I don’t want to hurt you after all you’ve done, but I don’t love you. Not that way. Dhegli has that part of me . . . I’m sorry.
She didn’t say it; she pressed her lips closed, staring only at the bones. “You talk of now, Ragan,” Owaine said. With his voice, Meriel stole a glance at him, but he kept his gaze fixed on Ragan. “What of my future?”

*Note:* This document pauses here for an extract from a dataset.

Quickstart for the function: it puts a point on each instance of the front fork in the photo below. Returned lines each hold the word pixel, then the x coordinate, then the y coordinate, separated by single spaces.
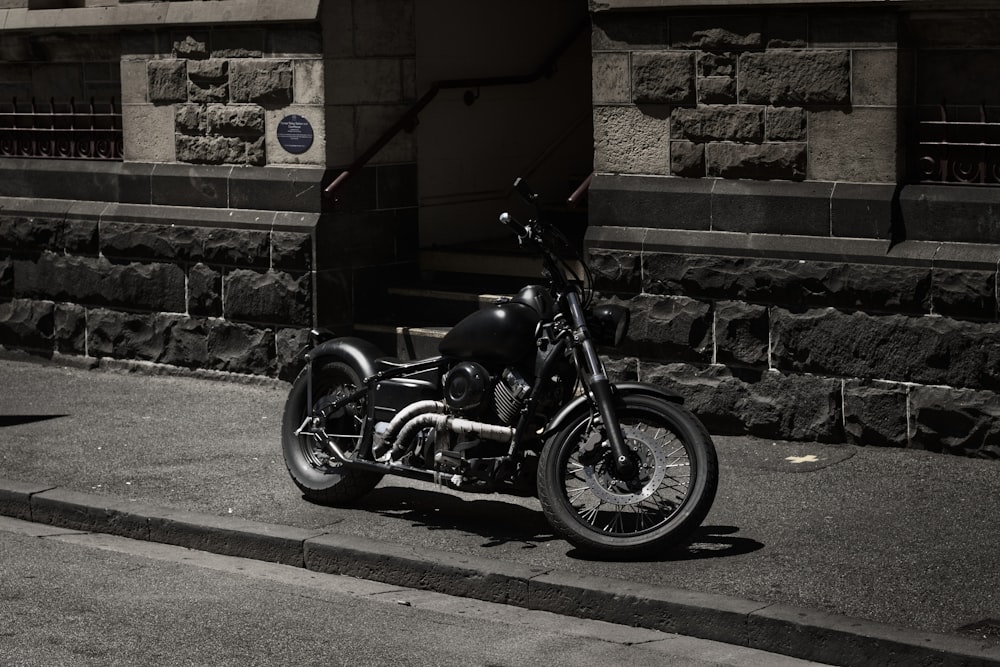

A soft smile. “I thought you didn’t believe?” Owaine sputtered, and Ragan laughed. “I didn’t need the bones to give you the reading just now, Owaine,” Ragan said. “I could see all of what I said in your face and your eyes. The bones were empty of the slow magic; I could feel that when you put them on the table. I’m sorry. But I can tell you one other truth without needing magic: you haven’t thought much of your future. Someone who would rush away to find someone without any preparation or concern for himself doesn’t look that far forward. Right now you see little hope that there will
be
a future.” Ragan scooped up the bones again and knotted the string around the neck of the pouch. “There will be one, of course, but whether you or I will be in it . . .” Ragan shrugged and gave a low laugh. “Only the gods know.”
“That’s hardly comforting,” Owaine said. “And hardly magic.”
Ragan sighed and straightened. “Comfort is for fools, and only fools depend on magic.” He set the pouch aside on the table and folded his hand on the polished surface. His wrinkled gaze returned to Meriel. “I wanted to meet you because the bones tell me you’ll be here for a time yet, and that affects us.”
“I’m sorry,” Meriel told him. “I didn’t want to bring trouble to your people. If you want, I’ll leave. All I need do is go to the lough.”
“And leave Owaine behind, trapped here?” Keira asked.
She could feel his gaze on her and wouldn’t look his way. “Owaine can’t travel the way I’d go. The Riocha aren’t after Owaine, but me. Once the Riocha realize I’m gone, it would be easy enough for him to leave.”